Vainement les parents voulaient l’état solide :
Pour lui, c’était assez si, l’Émile pour guide,
Le havre-sac au dos, léger, pour de longs mois
Il partait vers les monts et les lacs et les bois,
Pèlerin défilant ses grains de fantaisie, —
Fantassin valeureux de libre poésie[1].
Aux rochers, aux vallons, combien il en semait !
Aux buissons, à midi, sous lesquels il dormait !
Combien alors surtout en surent les nuages !
Infidèles témoins, si l’on n’a d’autres gages ;
Car, prenant le plus beau du projet exhalé,
Ils ne reviennent plus, et tout s’en est allé.
La fable des enfants parle encore aux poëtes :
Rêveurs, rêveurs, semez aux chemins que vous faites
Autre chose en passant que ces miettes de pain :
Les oiseaux après vous mangeraient le chemin !

Du moins, si visitant, comme il fit, ces contrées,
Grandes, et du génie une fois éclairées,
Meillerie et Clarens, noms solennels et doux,
Bosquets qu’un enchanteur fit marcher devant nous,
— S’il gravit tour à tour à la cime éternelle,
Redescendit au lac, demanda la brunelle[2]

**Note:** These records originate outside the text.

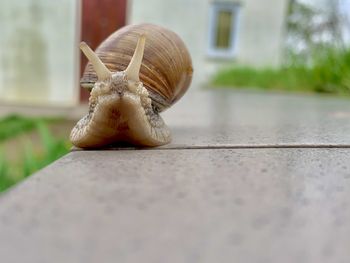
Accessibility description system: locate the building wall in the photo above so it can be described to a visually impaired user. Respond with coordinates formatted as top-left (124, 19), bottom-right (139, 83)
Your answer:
top-left (0, 0), bottom-right (80, 106)
top-left (128, 0), bottom-right (287, 84)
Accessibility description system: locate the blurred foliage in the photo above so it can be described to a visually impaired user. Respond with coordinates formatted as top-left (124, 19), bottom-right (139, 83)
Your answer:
top-left (0, 114), bottom-right (60, 142)
top-left (213, 0), bottom-right (350, 96)
top-left (213, 49), bottom-right (350, 96)
top-left (0, 116), bottom-right (71, 192)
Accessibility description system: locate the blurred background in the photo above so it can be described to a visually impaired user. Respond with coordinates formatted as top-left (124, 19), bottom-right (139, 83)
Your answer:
top-left (0, 0), bottom-right (350, 191)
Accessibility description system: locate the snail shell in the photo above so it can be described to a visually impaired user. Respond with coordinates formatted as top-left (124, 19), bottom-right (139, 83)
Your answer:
top-left (70, 24), bottom-right (193, 148)
top-left (80, 24), bottom-right (193, 112)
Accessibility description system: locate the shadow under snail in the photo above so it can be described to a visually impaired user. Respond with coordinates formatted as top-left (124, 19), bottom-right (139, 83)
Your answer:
top-left (70, 24), bottom-right (193, 148)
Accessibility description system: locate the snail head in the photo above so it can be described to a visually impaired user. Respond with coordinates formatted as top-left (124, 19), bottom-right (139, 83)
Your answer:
top-left (80, 35), bottom-right (146, 100)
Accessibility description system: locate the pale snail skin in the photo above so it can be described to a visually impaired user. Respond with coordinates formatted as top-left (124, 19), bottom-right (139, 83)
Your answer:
top-left (70, 24), bottom-right (193, 148)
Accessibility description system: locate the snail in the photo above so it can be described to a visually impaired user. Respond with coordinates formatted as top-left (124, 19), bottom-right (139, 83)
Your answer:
top-left (70, 24), bottom-right (193, 148)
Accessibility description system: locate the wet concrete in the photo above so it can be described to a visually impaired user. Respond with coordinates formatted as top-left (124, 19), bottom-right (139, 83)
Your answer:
top-left (0, 91), bottom-right (350, 263)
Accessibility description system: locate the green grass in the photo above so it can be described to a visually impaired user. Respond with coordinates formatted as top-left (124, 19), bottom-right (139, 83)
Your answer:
top-left (0, 114), bottom-right (60, 142)
top-left (213, 49), bottom-right (350, 96)
top-left (0, 116), bottom-right (71, 192)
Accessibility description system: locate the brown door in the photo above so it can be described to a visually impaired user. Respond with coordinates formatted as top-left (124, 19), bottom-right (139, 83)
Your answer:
top-left (80, 0), bottom-right (127, 102)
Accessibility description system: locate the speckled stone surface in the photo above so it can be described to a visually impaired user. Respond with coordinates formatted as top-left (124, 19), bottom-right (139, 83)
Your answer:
top-left (162, 89), bottom-right (350, 148)
top-left (0, 149), bottom-right (350, 263)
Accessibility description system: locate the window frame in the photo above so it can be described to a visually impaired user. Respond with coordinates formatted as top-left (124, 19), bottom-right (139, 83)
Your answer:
top-left (207, 2), bottom-right (241, 59)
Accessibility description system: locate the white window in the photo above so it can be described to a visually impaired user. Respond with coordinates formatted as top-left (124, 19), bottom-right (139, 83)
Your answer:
top-left (208, 2), bottom-right (240, 58)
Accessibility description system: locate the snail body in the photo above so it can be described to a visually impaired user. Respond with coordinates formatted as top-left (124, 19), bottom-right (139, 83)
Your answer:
top-left (70, 24), bottom-right (193, 148)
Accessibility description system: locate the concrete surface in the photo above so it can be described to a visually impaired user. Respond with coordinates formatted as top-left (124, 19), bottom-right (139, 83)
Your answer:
top-left (162, 89), bottom-right (350, 148)
top-left (0, 91), bottom-right (350, 263)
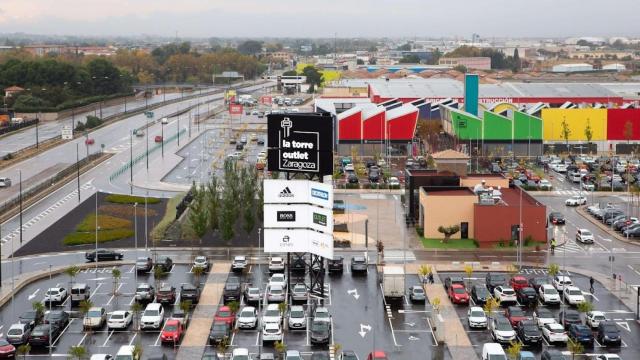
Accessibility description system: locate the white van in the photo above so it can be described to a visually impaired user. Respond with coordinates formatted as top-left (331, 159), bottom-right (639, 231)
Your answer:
top-left (482, 343), bottom-right (507, 360)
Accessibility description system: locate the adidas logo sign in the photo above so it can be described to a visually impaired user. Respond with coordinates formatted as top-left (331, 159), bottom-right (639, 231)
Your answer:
top-left (278, 186), bottom-right (293, 197)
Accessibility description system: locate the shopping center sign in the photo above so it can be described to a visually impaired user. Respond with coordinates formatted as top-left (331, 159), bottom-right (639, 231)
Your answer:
top-left (267, 113), bottom-right (333, 176)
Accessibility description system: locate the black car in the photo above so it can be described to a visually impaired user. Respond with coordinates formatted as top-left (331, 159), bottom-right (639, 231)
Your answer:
top-left (18, 310), bottom-right (44, 329)
top-left (44, 310), bottom-right (69, 328)
top-left (222, 282), bottom-right (242, 304)
top-left (558, 309), bottom-right (582, 329)
top-left (598, 321), bottom-right (622, 346)
top-left (516, 287), bottom-right (538, 306)
top-left (327, 255), bottom-right (344, 274)
top-left (156, 256), bottom-right (173, 272)
top-left (444, 276), bottom-right (464, 290)
top-left (484, 273), bottom-right (507, 293)
top-left (549, 211), bottom-right (565, 225)
top-left (209, 321), bottom-right (231, 345)
top-left (29, 324), bottom-right (62, 346)
top-left (516, 320), bottom-right (542, 346)
top-left (567, 324), bottom-right (593, 347)
top-left (180, 283), bottom-right (200, 304)
top-left (540, 349), bottom-right (567, 360)
top-left (84, 249), bottom-right (124, 261)
top-left (529, 276), bottom-right (551, 291)
top-left (309, 320), bottom-right (331, 344)
top-left (471, 285), bottom-right (491, 305)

À l’île de Saint-Pierre, et, d’un cœur palpitant,

  1. Fantaisie, fantassin ; ces rencontres de sons, ces conformités amenées à dessein ou en jouant n’ont rien en elles-mêmes qui doivent déplaire. C’est ce que les Anciens appelaient παρήχησις ; les exemples en sont fréquents chez eux ; voyez chez Homère, si vous êtes curieux, un exemple tout pareil (Odyssée, IX, 154,15$) ; consonances, assonances, allitérations de toutes sortes. — M. Nettement, qui se moque de nous à ce sujet, appelle cela des oblitérations ; et voilà nos Aristarques !
  2. Petite fleur fort affectionnée de Rousseau, durant le séjour qu’il fit en cette île. Voir ses Rêveries, cinquième Promenade.